La vitrina ajena
Inadvertidamente, nos hemos desacostumbrado a las vitrinas comerciales. Cada vez más escasas, perdemos la noción de la libre oferta de bienes y servicios que, por ahora, relegamos a la mirada digital, cuyo ámbito – paradójicamente – es impersonal.
Cierto, la consulta de las redes permite ciertas exactitudes sobre la calidad y el precio que ayudan a economizar el tiempo de la persona interesada, automatizándose el pago y la posesión del producto. Sin embargo, no permite tocarlo, palparlo y negociarlo con la prontitud deseada.

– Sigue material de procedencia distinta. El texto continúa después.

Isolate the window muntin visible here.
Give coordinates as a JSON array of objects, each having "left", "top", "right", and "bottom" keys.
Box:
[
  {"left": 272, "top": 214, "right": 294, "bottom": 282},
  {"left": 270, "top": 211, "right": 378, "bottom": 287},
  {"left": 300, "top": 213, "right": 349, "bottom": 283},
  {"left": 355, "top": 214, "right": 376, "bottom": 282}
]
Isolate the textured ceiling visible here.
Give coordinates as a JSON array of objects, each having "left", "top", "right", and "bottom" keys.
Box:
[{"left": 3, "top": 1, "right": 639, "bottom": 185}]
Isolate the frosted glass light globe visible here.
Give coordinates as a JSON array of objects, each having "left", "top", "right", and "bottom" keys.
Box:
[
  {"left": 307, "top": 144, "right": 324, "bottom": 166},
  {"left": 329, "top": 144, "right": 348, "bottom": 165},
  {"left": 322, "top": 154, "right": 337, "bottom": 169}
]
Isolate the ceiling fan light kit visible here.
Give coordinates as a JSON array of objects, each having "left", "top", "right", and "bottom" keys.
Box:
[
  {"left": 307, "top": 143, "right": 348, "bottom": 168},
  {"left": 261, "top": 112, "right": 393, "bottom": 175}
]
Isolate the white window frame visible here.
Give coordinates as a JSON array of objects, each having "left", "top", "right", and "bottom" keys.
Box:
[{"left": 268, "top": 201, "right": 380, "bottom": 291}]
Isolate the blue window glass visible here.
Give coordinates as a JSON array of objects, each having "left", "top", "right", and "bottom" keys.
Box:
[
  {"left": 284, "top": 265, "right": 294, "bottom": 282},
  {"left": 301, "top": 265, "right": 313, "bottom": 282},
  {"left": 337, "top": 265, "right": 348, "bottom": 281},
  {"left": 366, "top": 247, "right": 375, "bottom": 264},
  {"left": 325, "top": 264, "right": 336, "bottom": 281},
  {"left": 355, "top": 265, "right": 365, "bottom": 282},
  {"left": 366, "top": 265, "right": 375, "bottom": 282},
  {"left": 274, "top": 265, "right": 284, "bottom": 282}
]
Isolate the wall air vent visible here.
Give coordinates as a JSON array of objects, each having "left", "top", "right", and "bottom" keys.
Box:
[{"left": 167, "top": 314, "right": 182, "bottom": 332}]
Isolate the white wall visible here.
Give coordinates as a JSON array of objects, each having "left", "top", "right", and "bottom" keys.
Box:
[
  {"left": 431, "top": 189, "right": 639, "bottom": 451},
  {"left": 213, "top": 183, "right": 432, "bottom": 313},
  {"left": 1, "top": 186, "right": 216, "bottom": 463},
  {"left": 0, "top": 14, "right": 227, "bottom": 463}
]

Huelga comentar la quiebra galopante de los locales comerciales en una ciudad que también le dispensaron prestancia, por las razones ya consabidas. Nos importa más destacar la familiaridad que sostuvimos con vidrieras muy diversas, algunas impresionantes, en distintos ramos (ropa, discografía, electrodomésticos, zapatos, etc.), por cierto, convertidas en promesa al obligarnos a ahorrar para adquirir aquello que inmediatamente el bolsillo no permitía.
Recordamos muchas librerías por la deslumbrante escena de una oferta que requería de la destreza arquitectónica del acomodador de vitrina, desplegando las portadas que jerarquizaban la importancia de varios autores. Es más, todo escribidor de oficio aspiraba un cupo, por modesto que fuese, en esta suerte de escenario teatral de las novedades que importaban al mundo editorial, aunque muchas veces, conocidos y desconocidos, resultaban un fiasco.
La ágrafa dictadura socialista ha logrado distanciarnos de la mirada de la libre elección que sugiere toda vidriera, porque la sustituye por una reja o santamaría grisácea al acabar con toda actividad comercial que se precie. Por curiosidad, preguntamos a algunos niños promediando los diez años de edad, y ninguno se ha asomado antes al ventanal multicolor de una librería, ni siquiera para jugar con el reflejo de una cristalería tan exquisita, como la de los impresos.